Great Questions For Your Board to be Asking
If you don’t have a board, then the CEO would be a great person to ask these questions. The key thing is that the CIO and CISO need to be able to answer them. The questions came from (Dell) Secureworks.
If you are the CIO or CISO, you should ask and answer these questions before your CEO reads this post.
1. Do we have the visibility to detect the threats most relevant to us, whether that be everyday malware, nation states, cyber criminals, insiders or hacktivists?
So many times were hear about attackers that have been inside a company’s systems for months or even years. We have to get that number down to days or even hours.
2. What do you assess our main cyber risks to be, how well protected against them are we and how are they changing?

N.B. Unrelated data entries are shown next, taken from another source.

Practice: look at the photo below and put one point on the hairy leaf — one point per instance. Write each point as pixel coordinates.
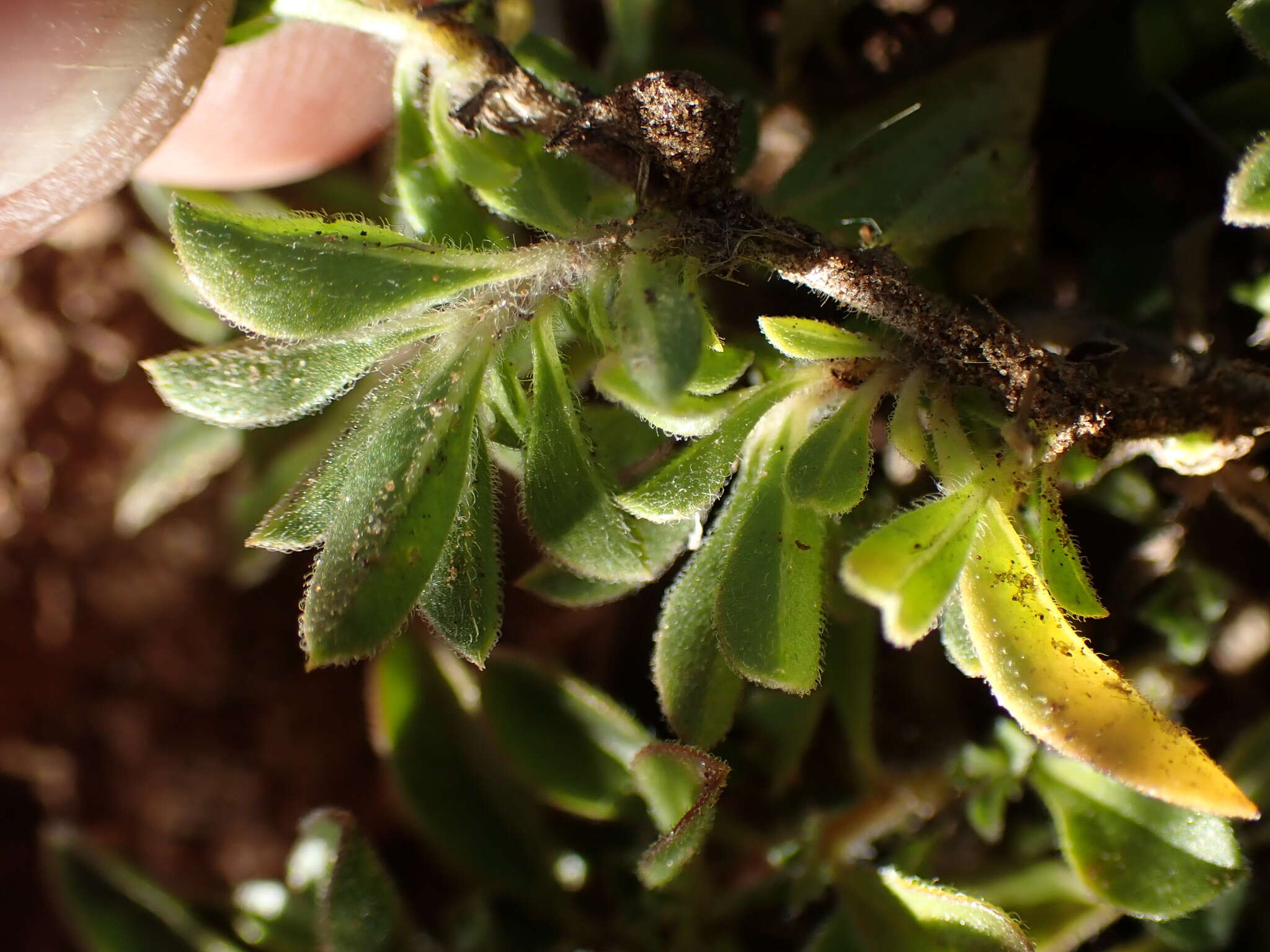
(571, 743)
(807, 339)
(664, 542)
(910, 565)
(696, 687)
(393, 519)
(301, 277)
(463, 599)
(768, 611)
(463, 803)
(954, 919)
(358, 907)
(1061, 562)
(830, 470)
(175, 466)
(567, 501)
(266, 384)
(907, 433)
(658, 322)
(1059, 690)
(683, 415)
(693, 479)
(681, 787)
(115, 909)
(719, 369)
(1155, 860)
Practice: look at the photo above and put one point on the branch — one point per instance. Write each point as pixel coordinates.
(672, 138)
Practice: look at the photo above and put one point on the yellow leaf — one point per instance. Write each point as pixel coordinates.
(1060, 691)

What gaps exist in current strategies and budgets?
The only way to deal with these threats is to put them out on the table. Once we know what we are dealing with we can begin to handle it. The CEO and Board need to be on the hook for this – if they don’t make this a priority and fund and staff it then the breach is on their hands.
3. Are we prepared with a plan to deal with a breach? Do we know when this gets triggered and where responsibilities lie? Has it been tested?
The company’s incident response program prevents an incident from becoming a crisis. No program, no training, no team – that makes it very unlikely to avoid a crisis.
4. Do you feel security training is tailored and delivered to ensure that each workforce segment is aware of threat actors and their CURRENT tactics?
We still hear companies say that they get people into a dark room once a year and watch them fall asleep over Powerpoints. Training has to be interactive, ongoing and engaging. Do something every month. Phish your employees every week. The old methodology doesn’t work any more.
Wherever you fit in the corporate or IT food chain, these are great questions be considering. While this is not a silver bullet, it will start some very useful conversations.
Information for this post came from Secureworks.